Enfin, Messieurs, car je ne dois rien omettre de ce qui caractérise cet illustre écrivain, Montesquieu avoit infiniment de gayeté dans l’esprit, principe fécond de ces traits innattendus par lesquels il échappe toujours au lecteur.

Je n’en citeroi qu’un seul. En relevant les abus de la juridiction ecclésiastique il dit[1] : « On ne pouvoit pas coucher ensemble la première nuit des Noces, ni même les deux suivantes, sans en avoir acheté la permission. » Puis il ajoute : « C’étoit bien ces trois nuits-là qu’il falloit choisir ; car pour les autres on n’auroit pas donné beaucoup d’argent. » Qui s’attendoit à cette réflexion ?

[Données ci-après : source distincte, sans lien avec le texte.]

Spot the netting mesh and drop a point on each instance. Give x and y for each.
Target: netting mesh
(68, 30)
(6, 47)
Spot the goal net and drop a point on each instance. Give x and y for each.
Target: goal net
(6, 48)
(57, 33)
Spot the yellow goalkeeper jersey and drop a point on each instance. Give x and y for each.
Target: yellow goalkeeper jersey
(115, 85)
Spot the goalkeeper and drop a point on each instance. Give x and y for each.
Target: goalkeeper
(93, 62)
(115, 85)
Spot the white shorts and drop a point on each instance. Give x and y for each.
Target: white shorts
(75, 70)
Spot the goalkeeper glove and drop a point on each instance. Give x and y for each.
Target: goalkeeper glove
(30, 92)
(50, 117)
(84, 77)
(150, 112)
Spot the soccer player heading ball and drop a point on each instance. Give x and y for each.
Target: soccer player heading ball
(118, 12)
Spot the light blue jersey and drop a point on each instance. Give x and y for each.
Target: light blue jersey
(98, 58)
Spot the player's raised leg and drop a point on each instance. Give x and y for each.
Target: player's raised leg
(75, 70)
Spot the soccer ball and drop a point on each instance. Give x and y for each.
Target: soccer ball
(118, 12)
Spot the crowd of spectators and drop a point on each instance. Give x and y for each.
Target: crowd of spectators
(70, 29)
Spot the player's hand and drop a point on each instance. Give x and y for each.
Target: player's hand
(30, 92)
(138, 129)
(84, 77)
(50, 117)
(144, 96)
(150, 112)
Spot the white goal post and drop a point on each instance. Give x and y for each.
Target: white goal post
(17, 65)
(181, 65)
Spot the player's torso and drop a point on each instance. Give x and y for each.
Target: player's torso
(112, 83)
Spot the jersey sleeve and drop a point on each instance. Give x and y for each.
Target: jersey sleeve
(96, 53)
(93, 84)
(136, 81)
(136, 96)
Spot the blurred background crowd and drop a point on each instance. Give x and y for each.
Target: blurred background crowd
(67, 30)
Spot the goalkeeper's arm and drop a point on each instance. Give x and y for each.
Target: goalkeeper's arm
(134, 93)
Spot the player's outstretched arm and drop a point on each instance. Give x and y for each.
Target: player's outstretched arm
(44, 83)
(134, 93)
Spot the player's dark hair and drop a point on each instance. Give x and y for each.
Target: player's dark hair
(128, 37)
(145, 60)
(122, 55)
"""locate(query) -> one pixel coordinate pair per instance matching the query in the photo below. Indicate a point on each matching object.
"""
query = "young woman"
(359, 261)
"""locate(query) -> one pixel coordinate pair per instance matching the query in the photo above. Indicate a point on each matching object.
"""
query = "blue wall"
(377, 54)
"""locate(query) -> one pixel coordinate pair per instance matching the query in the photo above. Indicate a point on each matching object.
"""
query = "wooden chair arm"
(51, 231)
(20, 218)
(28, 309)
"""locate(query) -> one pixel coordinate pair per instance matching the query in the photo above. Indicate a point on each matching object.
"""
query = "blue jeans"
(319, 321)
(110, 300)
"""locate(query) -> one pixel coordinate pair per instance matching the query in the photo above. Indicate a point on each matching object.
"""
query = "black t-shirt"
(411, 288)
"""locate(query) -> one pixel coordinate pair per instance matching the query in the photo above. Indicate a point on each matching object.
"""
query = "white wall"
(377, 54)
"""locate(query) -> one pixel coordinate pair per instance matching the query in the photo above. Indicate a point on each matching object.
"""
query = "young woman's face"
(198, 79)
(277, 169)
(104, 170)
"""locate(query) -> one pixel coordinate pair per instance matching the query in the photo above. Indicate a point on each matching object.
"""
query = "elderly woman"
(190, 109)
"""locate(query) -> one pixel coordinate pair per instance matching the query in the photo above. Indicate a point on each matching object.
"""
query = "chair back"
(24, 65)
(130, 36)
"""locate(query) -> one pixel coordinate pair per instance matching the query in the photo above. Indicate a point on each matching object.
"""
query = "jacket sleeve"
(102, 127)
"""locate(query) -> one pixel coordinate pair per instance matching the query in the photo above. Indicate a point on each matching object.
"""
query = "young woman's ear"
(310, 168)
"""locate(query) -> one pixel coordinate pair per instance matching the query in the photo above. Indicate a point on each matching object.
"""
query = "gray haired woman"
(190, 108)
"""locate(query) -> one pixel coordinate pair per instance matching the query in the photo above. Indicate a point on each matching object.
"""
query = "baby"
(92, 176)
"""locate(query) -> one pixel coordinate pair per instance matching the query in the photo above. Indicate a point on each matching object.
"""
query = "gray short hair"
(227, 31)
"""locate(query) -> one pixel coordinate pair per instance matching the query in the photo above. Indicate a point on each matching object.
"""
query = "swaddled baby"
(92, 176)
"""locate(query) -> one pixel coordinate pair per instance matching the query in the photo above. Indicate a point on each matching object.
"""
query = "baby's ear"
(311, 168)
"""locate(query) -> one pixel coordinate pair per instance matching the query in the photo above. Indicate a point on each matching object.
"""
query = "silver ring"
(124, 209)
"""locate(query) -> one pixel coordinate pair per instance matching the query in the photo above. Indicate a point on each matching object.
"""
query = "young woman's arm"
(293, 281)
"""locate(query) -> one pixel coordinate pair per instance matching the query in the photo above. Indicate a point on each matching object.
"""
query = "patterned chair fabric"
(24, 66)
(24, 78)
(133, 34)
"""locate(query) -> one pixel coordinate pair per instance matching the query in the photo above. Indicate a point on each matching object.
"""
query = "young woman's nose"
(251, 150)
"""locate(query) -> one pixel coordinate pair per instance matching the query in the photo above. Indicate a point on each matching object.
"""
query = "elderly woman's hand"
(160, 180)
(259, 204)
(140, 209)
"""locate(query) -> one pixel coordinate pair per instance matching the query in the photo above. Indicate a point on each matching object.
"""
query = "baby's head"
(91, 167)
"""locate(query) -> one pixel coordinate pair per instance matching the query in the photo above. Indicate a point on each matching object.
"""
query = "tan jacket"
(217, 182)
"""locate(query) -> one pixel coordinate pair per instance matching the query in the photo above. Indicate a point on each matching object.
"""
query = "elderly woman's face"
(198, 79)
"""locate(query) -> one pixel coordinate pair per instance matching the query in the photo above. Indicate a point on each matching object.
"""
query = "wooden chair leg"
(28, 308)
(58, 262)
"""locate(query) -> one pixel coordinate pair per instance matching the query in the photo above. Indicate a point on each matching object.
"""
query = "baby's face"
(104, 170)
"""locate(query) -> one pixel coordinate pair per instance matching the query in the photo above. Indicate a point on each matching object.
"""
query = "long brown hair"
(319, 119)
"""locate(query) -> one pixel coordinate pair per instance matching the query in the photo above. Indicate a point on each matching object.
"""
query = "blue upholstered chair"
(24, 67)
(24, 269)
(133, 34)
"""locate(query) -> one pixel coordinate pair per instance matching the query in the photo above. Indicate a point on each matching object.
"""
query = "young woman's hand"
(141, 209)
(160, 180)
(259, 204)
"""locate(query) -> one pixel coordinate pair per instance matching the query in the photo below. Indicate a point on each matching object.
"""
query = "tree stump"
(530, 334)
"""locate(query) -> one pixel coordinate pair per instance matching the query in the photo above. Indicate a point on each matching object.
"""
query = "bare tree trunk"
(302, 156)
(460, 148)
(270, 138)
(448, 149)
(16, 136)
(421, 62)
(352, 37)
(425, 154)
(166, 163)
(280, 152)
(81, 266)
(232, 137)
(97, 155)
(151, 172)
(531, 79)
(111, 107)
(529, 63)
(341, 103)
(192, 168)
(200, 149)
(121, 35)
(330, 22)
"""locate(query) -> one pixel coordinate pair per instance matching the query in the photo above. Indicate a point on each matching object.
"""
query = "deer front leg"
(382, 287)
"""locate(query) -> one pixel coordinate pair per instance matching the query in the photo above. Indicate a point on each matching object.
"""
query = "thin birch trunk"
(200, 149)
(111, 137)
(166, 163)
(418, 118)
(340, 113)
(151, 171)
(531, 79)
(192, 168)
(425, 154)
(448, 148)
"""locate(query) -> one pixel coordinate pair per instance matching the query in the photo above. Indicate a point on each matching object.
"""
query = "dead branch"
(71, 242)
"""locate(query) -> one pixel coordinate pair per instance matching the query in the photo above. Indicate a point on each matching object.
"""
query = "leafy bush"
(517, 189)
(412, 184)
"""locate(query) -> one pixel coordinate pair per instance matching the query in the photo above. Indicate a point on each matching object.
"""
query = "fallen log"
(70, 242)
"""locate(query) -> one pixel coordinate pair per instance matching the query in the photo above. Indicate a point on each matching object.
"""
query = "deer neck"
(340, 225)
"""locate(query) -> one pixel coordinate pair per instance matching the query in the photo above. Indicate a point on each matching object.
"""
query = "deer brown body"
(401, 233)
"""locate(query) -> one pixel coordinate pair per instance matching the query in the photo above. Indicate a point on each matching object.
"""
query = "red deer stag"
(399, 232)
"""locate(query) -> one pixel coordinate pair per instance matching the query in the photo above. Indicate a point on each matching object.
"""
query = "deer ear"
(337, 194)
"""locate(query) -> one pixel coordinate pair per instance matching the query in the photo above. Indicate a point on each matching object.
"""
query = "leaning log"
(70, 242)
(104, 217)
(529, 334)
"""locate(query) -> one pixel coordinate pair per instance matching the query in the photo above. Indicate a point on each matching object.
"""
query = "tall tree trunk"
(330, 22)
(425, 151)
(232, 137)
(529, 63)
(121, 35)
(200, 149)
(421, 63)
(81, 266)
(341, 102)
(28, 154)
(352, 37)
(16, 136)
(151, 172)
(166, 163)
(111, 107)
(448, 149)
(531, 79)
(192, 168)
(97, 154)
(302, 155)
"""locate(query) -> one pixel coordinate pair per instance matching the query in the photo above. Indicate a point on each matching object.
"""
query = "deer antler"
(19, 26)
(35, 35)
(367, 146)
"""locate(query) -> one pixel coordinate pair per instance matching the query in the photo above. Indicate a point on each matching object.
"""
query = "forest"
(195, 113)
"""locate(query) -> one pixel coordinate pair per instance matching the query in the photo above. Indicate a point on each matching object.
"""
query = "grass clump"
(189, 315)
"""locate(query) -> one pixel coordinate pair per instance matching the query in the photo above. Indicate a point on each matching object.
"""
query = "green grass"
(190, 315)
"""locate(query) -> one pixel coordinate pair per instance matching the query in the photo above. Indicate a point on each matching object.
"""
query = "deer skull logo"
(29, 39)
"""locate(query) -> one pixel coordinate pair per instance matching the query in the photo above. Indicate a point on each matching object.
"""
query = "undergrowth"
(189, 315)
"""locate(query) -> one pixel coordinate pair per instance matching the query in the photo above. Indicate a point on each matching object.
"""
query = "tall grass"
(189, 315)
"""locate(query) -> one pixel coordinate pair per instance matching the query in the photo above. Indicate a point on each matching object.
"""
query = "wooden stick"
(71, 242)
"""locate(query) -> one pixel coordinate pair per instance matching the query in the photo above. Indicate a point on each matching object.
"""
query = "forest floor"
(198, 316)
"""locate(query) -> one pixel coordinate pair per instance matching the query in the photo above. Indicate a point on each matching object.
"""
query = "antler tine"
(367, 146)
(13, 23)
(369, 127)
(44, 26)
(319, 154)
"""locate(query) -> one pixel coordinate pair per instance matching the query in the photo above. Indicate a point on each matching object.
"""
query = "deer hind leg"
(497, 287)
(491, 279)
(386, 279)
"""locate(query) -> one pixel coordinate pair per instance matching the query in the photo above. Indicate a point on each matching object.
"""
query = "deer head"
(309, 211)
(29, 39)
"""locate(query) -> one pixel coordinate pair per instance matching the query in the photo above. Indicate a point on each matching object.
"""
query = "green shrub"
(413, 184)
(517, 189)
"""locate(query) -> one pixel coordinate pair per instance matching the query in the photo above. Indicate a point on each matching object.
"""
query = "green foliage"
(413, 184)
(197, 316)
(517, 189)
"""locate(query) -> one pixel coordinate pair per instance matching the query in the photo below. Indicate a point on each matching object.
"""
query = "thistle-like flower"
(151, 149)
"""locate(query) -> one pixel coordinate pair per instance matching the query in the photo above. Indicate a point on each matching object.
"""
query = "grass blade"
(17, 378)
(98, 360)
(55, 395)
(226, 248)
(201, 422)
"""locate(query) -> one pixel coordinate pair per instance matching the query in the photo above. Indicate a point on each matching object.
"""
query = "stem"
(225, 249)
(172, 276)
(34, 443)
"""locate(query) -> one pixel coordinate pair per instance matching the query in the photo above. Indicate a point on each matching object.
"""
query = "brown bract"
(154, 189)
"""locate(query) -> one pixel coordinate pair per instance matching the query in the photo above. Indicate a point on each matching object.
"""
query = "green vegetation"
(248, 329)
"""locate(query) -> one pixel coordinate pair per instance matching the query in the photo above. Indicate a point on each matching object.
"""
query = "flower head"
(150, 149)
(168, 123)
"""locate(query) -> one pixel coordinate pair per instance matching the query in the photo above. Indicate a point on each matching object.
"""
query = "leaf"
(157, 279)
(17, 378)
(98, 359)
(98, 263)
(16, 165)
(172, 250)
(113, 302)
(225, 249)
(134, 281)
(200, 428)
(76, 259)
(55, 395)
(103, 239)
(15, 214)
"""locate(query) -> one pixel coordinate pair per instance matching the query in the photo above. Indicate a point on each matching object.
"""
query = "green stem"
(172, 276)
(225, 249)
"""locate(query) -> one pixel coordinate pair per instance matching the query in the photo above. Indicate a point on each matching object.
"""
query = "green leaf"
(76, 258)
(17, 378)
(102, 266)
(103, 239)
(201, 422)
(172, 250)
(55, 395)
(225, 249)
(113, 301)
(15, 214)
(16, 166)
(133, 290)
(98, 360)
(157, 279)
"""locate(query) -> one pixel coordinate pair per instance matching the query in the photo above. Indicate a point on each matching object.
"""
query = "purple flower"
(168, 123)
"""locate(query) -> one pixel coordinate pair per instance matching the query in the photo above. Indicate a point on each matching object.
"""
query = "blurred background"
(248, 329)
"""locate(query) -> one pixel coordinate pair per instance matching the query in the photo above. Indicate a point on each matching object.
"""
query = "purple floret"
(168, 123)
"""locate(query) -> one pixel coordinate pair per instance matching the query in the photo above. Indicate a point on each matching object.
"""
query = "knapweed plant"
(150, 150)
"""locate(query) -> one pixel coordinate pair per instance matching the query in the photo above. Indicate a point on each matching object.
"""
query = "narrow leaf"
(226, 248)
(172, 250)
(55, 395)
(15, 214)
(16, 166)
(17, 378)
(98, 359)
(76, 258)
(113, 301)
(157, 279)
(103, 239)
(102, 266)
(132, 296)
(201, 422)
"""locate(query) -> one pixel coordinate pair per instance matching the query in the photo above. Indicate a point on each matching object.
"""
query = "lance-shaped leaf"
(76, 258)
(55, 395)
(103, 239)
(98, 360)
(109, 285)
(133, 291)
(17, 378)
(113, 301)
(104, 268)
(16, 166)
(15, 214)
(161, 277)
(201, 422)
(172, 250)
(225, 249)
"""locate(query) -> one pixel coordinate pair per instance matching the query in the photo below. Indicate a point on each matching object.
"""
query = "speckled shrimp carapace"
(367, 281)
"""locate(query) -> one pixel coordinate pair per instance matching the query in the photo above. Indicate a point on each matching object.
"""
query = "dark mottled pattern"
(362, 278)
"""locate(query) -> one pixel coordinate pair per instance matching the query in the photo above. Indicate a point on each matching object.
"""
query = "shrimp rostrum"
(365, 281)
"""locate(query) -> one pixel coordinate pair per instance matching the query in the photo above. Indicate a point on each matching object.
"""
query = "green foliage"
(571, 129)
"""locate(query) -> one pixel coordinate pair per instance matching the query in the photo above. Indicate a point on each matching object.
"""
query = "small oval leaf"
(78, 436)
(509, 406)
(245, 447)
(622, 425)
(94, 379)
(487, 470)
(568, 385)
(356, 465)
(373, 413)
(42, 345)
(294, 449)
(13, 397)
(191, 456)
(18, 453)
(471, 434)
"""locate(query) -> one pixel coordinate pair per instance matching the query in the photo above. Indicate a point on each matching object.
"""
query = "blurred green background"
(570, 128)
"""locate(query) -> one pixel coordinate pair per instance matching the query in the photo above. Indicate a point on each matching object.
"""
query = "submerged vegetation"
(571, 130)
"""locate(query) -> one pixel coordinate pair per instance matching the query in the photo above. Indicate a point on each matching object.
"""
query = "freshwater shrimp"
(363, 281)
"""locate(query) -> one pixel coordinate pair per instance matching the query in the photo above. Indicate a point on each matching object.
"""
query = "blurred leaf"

La gayeté de l’auteur avoit moins sa source dans un heureux tempéramment que dans ce coup d’œil rapide qui pénètre les cœurs et en éclaire les replis les plus cachés ; dans ce coup d’œil ferme qui embrasse à la fois une multitude de rapports, toujours si nécessaires pour apprécier les choses à leur juste valeur ; fixer sans être ébloui le faux éclat de la pompe, du faste, de la puissance ; juger les hommes et faire ressortir leurs vices, leurs déffauts, leurs ridicules. Il eût été caustique, si un sage pouvoit l’être : mais s’il connoissoit les imperfections de l’humaine nature, il connoissoit aussi la fragilité. Censeur indulgent, chez lui la satyre amère se tourne en douce ironie. Bientôt armée de mille traits, elle perce dans ces écrits pour ins-

  1. Esprit des Loix, liv. 28, chap. XXXXI.